Rebecca’s workshop is sure to be wonderful – she’s got skills. She works as the coordinator for the Kate Cheney Chappell ’83 Center for Book Arts at the University of Southern Maine (their programming is fantastic). Her creative work focuses on Maine’s endangered/threatened flora and fauna – check out her collaborative project inspired by leafcutter ants.
Although it’s categorized as a Graphics workshop, there’s another book arts-y offering during session four (July 31 – August 12) – A Letterpress, an Artist’ Book, and some text walk into a bar… (hello, best title ever) with Erin Sweeney.

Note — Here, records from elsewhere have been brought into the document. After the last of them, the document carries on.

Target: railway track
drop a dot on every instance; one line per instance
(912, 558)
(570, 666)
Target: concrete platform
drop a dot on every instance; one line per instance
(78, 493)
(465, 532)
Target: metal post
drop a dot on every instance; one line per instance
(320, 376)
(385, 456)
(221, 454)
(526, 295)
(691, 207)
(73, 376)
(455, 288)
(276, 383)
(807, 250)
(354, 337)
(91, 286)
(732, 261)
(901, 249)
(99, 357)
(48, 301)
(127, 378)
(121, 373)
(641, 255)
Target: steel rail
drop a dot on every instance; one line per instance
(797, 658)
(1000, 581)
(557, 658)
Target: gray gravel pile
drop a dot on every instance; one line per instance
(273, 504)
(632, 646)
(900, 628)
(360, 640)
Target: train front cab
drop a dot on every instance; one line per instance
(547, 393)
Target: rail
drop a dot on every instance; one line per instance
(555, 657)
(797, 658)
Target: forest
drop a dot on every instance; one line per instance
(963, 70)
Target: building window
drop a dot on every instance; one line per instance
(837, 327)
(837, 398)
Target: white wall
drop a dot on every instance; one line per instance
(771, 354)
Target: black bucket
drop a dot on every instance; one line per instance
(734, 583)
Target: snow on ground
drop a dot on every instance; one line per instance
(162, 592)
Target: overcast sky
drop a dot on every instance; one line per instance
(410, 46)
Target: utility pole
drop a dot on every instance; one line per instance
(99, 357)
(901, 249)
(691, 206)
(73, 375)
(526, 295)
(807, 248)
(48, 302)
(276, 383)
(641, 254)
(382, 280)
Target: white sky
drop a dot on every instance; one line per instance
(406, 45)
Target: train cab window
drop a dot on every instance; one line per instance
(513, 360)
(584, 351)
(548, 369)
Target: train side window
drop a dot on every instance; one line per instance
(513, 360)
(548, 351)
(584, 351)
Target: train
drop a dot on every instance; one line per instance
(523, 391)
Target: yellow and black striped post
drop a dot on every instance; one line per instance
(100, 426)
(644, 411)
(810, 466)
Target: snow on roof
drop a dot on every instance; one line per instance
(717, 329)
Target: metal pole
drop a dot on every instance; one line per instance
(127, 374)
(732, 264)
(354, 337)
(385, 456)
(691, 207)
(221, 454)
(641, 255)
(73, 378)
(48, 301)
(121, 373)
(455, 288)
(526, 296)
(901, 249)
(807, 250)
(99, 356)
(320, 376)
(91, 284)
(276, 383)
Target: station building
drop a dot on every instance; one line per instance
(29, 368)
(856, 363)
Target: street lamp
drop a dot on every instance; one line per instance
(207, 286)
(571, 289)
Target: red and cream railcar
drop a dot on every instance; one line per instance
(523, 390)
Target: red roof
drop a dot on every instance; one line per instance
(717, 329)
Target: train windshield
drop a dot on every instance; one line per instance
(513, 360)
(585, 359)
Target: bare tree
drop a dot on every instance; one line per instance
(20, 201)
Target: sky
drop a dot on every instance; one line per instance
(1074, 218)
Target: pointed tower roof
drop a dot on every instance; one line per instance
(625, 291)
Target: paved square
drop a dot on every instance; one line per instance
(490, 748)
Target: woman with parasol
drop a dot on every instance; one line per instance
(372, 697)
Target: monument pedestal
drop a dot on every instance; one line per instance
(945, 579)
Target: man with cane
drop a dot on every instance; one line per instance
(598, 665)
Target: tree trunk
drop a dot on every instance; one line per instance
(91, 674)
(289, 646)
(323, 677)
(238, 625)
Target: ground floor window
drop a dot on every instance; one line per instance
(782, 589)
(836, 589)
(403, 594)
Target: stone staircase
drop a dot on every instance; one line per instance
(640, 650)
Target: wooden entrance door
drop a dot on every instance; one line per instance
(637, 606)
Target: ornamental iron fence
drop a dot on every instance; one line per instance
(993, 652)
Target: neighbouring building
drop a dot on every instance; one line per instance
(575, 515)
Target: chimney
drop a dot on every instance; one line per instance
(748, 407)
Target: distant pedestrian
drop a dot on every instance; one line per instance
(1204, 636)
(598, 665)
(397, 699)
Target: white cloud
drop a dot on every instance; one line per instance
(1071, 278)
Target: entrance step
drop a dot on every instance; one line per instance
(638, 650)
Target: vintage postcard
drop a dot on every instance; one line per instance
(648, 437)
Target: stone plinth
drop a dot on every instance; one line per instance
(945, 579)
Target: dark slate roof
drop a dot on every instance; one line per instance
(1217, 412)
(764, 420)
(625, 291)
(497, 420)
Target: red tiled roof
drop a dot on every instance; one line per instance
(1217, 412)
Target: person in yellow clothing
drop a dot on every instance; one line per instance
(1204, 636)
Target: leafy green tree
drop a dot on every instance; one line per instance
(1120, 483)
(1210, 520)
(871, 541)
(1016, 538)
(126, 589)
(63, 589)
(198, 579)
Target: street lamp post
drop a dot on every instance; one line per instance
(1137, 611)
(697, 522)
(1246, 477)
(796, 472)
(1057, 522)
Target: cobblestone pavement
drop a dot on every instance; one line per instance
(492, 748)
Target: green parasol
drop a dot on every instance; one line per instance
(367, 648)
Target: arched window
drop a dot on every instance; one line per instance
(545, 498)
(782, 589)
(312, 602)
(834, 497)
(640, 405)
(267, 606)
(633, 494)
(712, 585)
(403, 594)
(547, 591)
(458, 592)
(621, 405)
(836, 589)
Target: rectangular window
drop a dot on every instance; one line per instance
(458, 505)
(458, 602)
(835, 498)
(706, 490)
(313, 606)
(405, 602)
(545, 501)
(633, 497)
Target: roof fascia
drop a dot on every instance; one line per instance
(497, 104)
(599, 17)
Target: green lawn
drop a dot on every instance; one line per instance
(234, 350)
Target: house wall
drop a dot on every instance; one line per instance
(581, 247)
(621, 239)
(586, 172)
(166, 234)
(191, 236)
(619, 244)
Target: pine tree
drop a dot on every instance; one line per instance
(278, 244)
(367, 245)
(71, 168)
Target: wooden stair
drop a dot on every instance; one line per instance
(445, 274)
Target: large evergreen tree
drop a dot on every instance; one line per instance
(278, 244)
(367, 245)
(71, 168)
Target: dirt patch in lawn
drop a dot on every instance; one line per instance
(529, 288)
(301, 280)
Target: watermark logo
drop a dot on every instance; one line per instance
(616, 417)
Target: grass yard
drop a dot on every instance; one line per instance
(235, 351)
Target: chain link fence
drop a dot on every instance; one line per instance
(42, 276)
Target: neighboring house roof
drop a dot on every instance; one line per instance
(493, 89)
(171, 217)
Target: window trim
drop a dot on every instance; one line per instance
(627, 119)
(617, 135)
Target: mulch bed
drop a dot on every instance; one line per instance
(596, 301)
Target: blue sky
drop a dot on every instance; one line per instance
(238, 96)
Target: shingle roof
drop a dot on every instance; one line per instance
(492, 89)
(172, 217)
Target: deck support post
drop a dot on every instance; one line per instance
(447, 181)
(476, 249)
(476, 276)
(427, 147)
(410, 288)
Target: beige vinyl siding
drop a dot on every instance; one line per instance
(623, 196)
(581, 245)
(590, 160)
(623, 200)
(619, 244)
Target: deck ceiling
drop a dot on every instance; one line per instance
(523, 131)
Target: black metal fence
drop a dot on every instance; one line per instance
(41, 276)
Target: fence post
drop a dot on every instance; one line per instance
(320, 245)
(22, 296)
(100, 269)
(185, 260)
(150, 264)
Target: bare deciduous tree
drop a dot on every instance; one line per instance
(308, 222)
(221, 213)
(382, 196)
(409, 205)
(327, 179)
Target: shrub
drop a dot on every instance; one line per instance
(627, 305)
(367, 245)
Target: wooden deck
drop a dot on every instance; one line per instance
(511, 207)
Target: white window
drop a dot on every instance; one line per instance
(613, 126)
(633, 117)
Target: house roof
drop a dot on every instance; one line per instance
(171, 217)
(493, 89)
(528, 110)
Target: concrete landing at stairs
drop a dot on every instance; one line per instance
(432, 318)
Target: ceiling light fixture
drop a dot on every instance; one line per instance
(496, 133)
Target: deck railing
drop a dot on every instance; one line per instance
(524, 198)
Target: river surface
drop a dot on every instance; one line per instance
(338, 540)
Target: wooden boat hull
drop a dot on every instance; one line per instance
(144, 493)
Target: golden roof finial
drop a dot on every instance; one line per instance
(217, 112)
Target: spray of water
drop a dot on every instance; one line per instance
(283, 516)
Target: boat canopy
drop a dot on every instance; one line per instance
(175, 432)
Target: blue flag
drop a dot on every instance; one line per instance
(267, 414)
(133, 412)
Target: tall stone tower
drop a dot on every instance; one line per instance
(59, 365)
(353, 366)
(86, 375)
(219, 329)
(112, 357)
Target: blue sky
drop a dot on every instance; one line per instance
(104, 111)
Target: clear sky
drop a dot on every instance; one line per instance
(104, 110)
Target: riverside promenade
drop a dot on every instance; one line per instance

Here are the details on her workshop:
This intensive workshop will focus on the depth and breadth of the artists’ book. Participants will learn a variety of printmaking techniques using a Kelsey platen press and a Showcard proof press, experimenting with alternative materials, as well as type, to create imagery. Using materials we have created, we will construct several artists’ books – these structures will combine traditional techniques (folding, binding) and materials with innovative structures. We will also work with text – generated through several simple prompts – and look to house image, text, and objects in new and surprising ways. Students will also have the opportunity to collaborate, and the emphasis will be on fun and experimentation.
Erin received her MFA in Book Arts and Printmaking from the University of the Arts in Philadelphia (hello, jealous). I met Erin at the Paper and Book Intensive a few years ago. Not only is she an amazing artist, but she’s totally adorable (translate: she must be a fun teacher).
Haystack is accepting applications now through April 1st.
FYI: Workshops aren’t first come, first served – they hold all applications until the deadline, after which they review them and assign students. Be sure to put some serious thought into your application!